During the prosecution’s presentation, the man identified as Victim 4 told how Jerry Sandusky had tried to force him to commit a sex act in the shower of a hotel bathroom during a football trip to the Alamo Bowl. The accuser said Dottie Sandusky walked in on them and ended the encounter.
But on the stand Tuesday, Dottie Sandusky said she entered the hotel room and saw both males fully clothed. Her husband was yelling, upset that the boy refused to go to a luncheon for which Sandusky had already purchased a $50 ticket.
Victim 4 “was very demanding and he was very conniving and he wanted his way and didn't listen a whole lot,” she testified, according to media reports from the courtroom.
She also said she did not hear the other accuser, identified as Victim 9, scream for help from the basement in the Sandusky home. The accuser had testified that he had called out because Jerry Sandusky was attempting to commit a sex act. The accuser also suggested that Dottie Sandusky may not have been able to hear because the basement was sound-proofed.
In her testimony, Dottie Sandusky said the basement was not sound-proof and that she had never heard cries for help.
When lead prosecutor Joseph McGettigan III asked about her hearing, Dottie Sandusky snapped back: “I think it's pretty good.

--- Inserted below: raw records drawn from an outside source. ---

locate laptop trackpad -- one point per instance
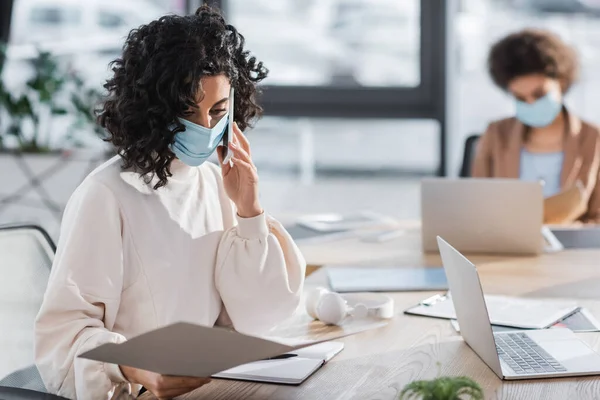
(573, 354)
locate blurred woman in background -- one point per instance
(544, 141)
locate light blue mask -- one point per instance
(539, 113)
(197, 143)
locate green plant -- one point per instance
(51, 92)
(443, 388)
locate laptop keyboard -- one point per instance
(525, 356)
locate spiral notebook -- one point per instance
(288, 369)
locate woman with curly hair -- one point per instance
(157, 235)
(544, 141)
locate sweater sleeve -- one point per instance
(482, 162)
(259, 274)
(82, 297)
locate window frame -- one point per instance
(424, 101)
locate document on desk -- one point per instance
(289, 368)
(503, 310)
(185, 349)
(373, 279)
(580, 321)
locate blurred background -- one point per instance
(364, 97)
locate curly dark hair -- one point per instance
(158, 77)
(532, 52)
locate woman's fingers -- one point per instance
(225, 168)
(241, 138)
(250, 169)
(240, 153)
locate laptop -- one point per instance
(495, 216)
(544, 353)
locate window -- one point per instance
(55, 15)
(355, 61)
(109, 20)
(345, 43)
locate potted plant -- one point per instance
(443, 388)
(42, 124)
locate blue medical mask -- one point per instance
(541, 112)
(197, 143)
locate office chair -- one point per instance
(26, 255)
(468, 155)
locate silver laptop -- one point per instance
(544, 353)
(497, 216)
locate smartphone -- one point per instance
(228, 136)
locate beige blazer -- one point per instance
(499, 153)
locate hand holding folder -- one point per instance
(566, 206)
(190, 350)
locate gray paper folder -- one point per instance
(184, 349)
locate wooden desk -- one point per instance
(378, 363)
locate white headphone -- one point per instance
(332, 308)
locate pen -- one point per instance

I hear lots of noises.”
Earlier, psychologist Elliot Atkins told jurors that he talked with Sandusky for six hours and diagnosed him with histrionic personality disorder. People with the disorder can display actions that are deemed inappropriately seductive, he said.
The prosecution has alleged that the gifts and the note are part of the grooming process in which a pedophile tries to win over a young victim, then forces him into a sex act. The eight men who testified that they were sexually abused by Sandusky told jurors they received gifts including sports memorabilia and trips to football games from the former coach.
Atkins testified after the defense spent much of the morning questioning state police investigators about how they had interviewed prospective witnesses. The defense has argued that the questions in effect allowed for the sharing of information among the boys, whose accounts changed in each retelling.
Defense attorney Joseph Amendola asked retired Cpl. Joseph Leiter if investigators told interviewees about other possible victims. The investigator said he had, so that the victims would not feel isolated. Leiter insisted that he did not share details of the abuse, however.
But Amendola later read Leiter portions of an interview transcript in which the investigator told one witness of another case and mentioned specific sex acts.